New Zealand


Metabolic Diseases


Pregnancy toxaemia strikes ewes carrying twins or triplets, usually in the last few weeks before lambing. It is caused by negative energy balance, as the ewe is unable to supply enough energy to meet her own demands as well as those of the fast-growing foetuses. The incidence of the disease may typically occur in 10% or more of twin and triplet bearing ewes.

Energy requirements of a ewe in the end stages of pregnancy are double that of a non-pregnant ewe, while twin and triplet bearing ewes need 2.5 to 3 times that energy. If sufficient energy is not supplied (by pasture or supplements) the first consequence will be reduced birthweight of the lamb, then breakdown of the ewe’s body reserves. If this is accompanied by bad weather or other stressors, the ewe will go into energy deficit and suffer depression, then lie down and die within 2 to 7 days.


Oral solutions for pregnancy toxemia.  These contain propylene glycol and are administered like a high-volume drench. e.g. Vytrate 160 mL of undiluted concentrate every 4-6 hours. Injectable solutions are also available. Response to treatment is usually slow, particularly if the ewe’s condition is advanced. If ewes do not respond to treatment within 12 hours, they should be humanely euthanised.

Pregnancy toxaemia can be prevented by:

Checking ewe body condition in mid pregnancy and not allowing them to become ‘overfat’ i.e. try to keep average BCS below 4.

Ultrasound pregnancy testing all ewes and separating empties, singles and twin-bearing ewes.

Giving twin and triplet bearing, older ewes and early-lambing ewes preferential or supplementary feed, especially in the final six weeks prior to lambing.

Avoiding all management procedures that involve tipping sheep up (e.g. crutching, involve shearing, foot-paring) in the six weeks prior to lambing, and other procedures (drafting, drenching, vaccination) in the two weeks prior to lambing.

Avoiding all procedures (mustering, yarding etc.) that prevent ewes from feeding for more than 12 hours.

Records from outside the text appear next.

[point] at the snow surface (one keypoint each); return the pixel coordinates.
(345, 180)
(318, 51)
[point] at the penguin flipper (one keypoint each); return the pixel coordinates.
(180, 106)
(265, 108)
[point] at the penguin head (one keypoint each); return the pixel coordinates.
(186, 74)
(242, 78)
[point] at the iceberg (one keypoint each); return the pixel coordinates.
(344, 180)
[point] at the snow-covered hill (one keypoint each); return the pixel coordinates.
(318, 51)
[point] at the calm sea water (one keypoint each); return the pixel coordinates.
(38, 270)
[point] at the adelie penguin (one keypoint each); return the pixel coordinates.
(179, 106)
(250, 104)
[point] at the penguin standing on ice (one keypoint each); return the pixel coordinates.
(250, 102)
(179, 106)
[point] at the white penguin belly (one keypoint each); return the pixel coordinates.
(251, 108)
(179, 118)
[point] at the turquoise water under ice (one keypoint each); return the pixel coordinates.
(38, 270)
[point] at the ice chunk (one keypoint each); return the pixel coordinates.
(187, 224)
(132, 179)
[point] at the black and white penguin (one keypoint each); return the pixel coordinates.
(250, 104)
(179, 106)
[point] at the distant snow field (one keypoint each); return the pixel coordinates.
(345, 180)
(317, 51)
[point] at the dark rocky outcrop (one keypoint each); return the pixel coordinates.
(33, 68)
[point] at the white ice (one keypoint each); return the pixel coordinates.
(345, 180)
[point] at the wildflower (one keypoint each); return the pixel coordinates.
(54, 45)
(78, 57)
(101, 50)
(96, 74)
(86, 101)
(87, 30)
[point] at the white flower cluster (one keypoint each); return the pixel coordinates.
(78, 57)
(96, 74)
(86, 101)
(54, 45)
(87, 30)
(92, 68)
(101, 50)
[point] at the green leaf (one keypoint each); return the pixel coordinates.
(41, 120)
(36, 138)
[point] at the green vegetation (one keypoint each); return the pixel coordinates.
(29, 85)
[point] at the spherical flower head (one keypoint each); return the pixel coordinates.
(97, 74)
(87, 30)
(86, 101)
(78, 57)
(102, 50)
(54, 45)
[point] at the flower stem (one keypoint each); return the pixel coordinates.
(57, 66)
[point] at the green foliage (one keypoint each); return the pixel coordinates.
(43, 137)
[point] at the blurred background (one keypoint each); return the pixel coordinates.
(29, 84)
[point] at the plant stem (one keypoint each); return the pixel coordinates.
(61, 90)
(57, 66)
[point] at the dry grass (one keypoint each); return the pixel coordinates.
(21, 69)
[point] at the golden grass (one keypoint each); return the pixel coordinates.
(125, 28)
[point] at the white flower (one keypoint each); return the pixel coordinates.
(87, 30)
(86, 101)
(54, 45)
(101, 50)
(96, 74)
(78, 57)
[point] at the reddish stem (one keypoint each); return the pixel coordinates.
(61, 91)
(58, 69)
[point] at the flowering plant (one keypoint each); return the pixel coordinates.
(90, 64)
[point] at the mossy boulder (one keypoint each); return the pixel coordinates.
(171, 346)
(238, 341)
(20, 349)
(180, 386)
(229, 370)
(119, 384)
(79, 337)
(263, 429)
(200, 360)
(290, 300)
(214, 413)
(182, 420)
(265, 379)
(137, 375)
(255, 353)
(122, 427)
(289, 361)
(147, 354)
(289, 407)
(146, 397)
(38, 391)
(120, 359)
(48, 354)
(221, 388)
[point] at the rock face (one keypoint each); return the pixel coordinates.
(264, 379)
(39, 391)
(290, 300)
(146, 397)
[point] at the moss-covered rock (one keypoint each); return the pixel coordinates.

Milk fever is associated with pregnancy in sheep. Despite the name "milk fever" the disease does not result in any raised temperature (fever) or infection. The disease occurs when insufficient calcium is absorbed by the digestive system or mobilised from the bone tissue, to provide for the growing lamb in the uterus and mammary development. If the blood calcium levels continue to drop significantly, the muscles cease to contract properly and paralysis sets in. Cereal pastures in winter are often high in phosphate, which makes it difficult for ewes to ingest sufficient calcium and magnesium.


Older ewes.

Ewes in the last few weeks of pregnancy.

Animals held off feed for more than 18 hours or in grazed out paddocks.

Animals unable to feed due to cold, wet weather or due to management activities.


Inability to walk.

Nervous signs.

Lying down on their sternum.

Dilated pupils.


Death can occur within 1-2 days of collapse.


See your vet to determine the best treatment for your animal. An injectable product containing calcium borogluconate is a common solution to increase tissue calcium levels. Always follow the label when administering these products. Recovery is usually rapid (30 minutes or so) and the rapid response can be regarded as diagnosis of the condition. Treatment can be repeated every 4–6 hours for animals that do not make a full recovery.


  • Hypocalcemia can be prevented by supplementation of ewes with calcium provided in the form of lick blocks, or crushed limestone.
  • If ewes are grazing on plantain in late pregnancy they should be lambed on the plantain to avoid calcium levels dropping suddenly.
  • Also take care not to hold ewes (especially in the last 60 days of pregnancy) off feed for longer than is absolutely necessary.


Winter pastures are often low in legumes and therefore calcium and magnesium-deficient. Sheep do not store magnesium in the body, so need to ingest it each day to ensure their daily needs are meet. Any situation that prevents sheep from eating (mustering, holding in shed before shearing, bad weather) can trigger grass tetany.


Low magnesium in the blood.

It can occur before and after lambing.

Rapid changes in the diet to a high quality feed.


Nervousness and slight shaking when disturbed.

Walking with stiff legs, staggering and falling over when mustered.

If the sheep goes down she will paddle with her legs and hold her head back.

If ewes are found dead in the paddock there may be signs of froth around the mouth.

Ask your veterinarian to confirm diagnosis and advise the correct product and the way to give it. It may be necessary to consider milk fever, as outbreaks sometimes involve both diseases.


  • Provide Causmag in a lick with salt and lime (crushed limestone).


  • Dust paddocks with magnesium oxide before grazing if you expect major problems.
  • Wear a mask when applying the powder.
  • Check the soil tests to see if potassium levels are excessively high as this can be a predisposing factor.